699e7cc200b15
Kasus Tragis Sukabumi! Polisi Tetapkan Ibu Tiri Jadi Tersangka Penganiayaan Bocah hingga Tewas

SUKABUMI, JAWA BARAT – Tabir gelap di balik kematian tragis seorang bocah di Sukabumi akhirnya terkuak. Pada Rabu (25/2/2026), pihak kepolisian resmi menetapkan ibu tiri korban sebagai tersangka utama. Penetapan ini dilakukan setelah penyidik mengumpulkan bukti-bukti kuat, termasuk hasil otopsi dan keterangan saksi-saksi kunci di lingkungan sekitar rumah korban.

Kasus ini memicu kemarahan publik setelah sebelumnya korban dilaporkan meninggal secara tidak wajar dengan sejumlah luka lebam di sekujur tubuhnya.

Investigasi dan Bukti yang Mengarah pada Tersangka

Pihak kepolisian melakukan pendalaman intensif sejak laporan pertama diterima. Kecurigaan muncul karena adanya perbedaan keterangan antara laporan awal tersangka dengan fakta-fakta medis yang ditemukan oleh tim forensik.

Beberapa poin krusial dalam penetapan tersangka ini:

  • Hasil Otopsi: Ditemukan adanya luka akibat benda tumpul yang menjadi penyebab utama kematian korban.

  • Keterangan Saksi: Tetangga korban sempat mendengar suara keributan dan tangisan di waktu-waktu yang bersesuaian dengan perkiraan waktu kejadian.

  • Inkonsistensi Pernyataan: Tersangka memberikan keterangan yang berubah-ubah saat diperiksa di tahap awal penyelidikan.

  • Alat Bukti: Polisi menyita beberapa barang bukti dari rumah korban yang diduga digunakan saat penganiayaan terjadi.

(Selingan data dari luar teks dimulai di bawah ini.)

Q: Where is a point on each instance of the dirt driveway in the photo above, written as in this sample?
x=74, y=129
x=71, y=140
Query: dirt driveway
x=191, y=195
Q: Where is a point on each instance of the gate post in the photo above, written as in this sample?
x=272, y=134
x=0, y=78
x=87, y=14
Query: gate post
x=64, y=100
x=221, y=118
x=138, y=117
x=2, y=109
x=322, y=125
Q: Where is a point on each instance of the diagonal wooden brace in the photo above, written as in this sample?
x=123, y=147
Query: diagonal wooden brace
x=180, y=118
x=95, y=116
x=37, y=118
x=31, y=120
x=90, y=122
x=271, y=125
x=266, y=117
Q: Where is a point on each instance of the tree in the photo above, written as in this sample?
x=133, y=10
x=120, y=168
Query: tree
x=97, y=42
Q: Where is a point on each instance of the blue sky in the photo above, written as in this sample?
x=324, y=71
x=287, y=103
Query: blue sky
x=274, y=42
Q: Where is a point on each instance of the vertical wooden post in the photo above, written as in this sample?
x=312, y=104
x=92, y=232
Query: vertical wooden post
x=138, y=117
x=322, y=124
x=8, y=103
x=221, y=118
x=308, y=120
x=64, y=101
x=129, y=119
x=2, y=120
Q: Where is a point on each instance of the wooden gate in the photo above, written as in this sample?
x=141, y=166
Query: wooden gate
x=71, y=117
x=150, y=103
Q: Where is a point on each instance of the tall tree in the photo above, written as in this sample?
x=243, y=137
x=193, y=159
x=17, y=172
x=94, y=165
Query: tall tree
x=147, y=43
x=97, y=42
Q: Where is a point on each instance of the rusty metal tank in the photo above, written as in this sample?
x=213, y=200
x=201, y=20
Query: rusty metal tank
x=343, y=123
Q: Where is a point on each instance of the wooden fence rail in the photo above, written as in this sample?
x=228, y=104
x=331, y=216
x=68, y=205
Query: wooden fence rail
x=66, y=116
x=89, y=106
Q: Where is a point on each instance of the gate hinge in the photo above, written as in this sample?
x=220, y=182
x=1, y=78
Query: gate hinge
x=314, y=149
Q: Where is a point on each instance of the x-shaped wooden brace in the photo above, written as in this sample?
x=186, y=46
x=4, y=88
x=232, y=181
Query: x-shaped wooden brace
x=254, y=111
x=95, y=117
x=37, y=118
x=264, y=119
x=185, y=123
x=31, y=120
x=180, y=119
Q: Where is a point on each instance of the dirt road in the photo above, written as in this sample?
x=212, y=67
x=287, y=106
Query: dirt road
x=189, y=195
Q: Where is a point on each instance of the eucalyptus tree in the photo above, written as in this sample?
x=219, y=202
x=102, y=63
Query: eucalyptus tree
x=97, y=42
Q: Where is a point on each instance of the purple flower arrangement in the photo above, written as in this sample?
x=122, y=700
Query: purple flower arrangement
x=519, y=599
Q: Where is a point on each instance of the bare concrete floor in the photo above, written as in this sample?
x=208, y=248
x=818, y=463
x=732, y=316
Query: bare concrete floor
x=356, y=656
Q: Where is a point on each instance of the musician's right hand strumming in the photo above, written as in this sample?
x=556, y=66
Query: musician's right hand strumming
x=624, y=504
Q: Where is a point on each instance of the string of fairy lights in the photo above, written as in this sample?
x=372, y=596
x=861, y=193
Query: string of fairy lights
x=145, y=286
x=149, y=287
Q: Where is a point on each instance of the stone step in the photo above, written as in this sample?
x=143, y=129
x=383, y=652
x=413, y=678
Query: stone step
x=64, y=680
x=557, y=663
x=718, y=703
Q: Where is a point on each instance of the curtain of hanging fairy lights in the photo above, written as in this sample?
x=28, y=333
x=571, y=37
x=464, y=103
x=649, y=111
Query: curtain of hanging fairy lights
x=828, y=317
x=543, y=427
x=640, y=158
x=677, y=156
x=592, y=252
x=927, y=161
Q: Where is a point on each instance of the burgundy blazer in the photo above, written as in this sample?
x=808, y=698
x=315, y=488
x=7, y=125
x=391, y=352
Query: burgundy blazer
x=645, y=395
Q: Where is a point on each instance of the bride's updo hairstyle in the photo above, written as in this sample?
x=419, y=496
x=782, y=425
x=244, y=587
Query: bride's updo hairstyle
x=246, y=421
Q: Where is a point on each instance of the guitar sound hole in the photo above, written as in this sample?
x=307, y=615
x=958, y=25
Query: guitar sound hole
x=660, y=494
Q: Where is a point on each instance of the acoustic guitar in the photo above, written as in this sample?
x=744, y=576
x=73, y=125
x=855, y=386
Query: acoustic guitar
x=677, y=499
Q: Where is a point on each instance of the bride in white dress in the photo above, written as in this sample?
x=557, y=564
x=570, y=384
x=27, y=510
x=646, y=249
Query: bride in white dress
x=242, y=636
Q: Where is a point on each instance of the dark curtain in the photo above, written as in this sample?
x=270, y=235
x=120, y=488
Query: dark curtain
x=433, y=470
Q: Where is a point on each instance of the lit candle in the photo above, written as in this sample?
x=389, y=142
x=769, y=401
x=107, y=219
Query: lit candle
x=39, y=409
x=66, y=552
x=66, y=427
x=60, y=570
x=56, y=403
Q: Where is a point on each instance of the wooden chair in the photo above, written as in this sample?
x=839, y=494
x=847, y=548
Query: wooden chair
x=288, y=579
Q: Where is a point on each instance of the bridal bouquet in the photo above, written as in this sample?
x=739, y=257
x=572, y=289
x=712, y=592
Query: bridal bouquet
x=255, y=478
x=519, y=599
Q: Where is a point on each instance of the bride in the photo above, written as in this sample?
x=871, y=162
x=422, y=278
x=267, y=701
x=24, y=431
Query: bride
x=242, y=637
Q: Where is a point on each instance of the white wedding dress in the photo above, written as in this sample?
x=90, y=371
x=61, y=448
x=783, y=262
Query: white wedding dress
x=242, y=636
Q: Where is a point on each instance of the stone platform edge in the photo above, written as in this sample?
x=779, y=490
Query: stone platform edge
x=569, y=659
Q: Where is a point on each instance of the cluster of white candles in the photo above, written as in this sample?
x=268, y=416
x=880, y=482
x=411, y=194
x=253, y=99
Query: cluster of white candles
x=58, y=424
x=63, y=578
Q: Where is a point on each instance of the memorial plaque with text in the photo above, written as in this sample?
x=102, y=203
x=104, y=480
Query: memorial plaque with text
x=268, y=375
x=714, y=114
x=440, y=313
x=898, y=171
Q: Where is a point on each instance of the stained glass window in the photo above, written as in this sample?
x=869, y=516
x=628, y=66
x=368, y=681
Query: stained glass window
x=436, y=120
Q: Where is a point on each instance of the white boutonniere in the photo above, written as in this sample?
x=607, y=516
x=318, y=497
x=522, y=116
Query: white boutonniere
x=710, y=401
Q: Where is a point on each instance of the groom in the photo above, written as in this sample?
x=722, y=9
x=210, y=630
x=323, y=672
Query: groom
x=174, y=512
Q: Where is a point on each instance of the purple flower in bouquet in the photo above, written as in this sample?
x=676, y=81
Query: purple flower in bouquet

“Perlindungan Anak Adalah Harga Mati”

Pihak kepolisian dan lembaga perlindungan anak setempat mengecam keras tindakan ini. Mereka berkomitmen untuk mengawal kasus ini hingga ke meja hijau demi mendapatkan hukuman yang seadil-adilnya bagi pelaku dan memberikan rasa keadilan bagi almarhum.

“Kami telah resmi menetapkan ibu tiri korban sebagai tersangka. Berdasarkan bukti yang ada, terdapat unsur kesengajaan dalam melakukan kekerasan fisik yang mengakibatkan hilangnya nyawa anak di bawah umur. Ini adalah pelanggaran berat terhadap UU Perlindungan Anak,” tegas perwakilan kepolisian Sukabumi, Rabu (25/2/2026).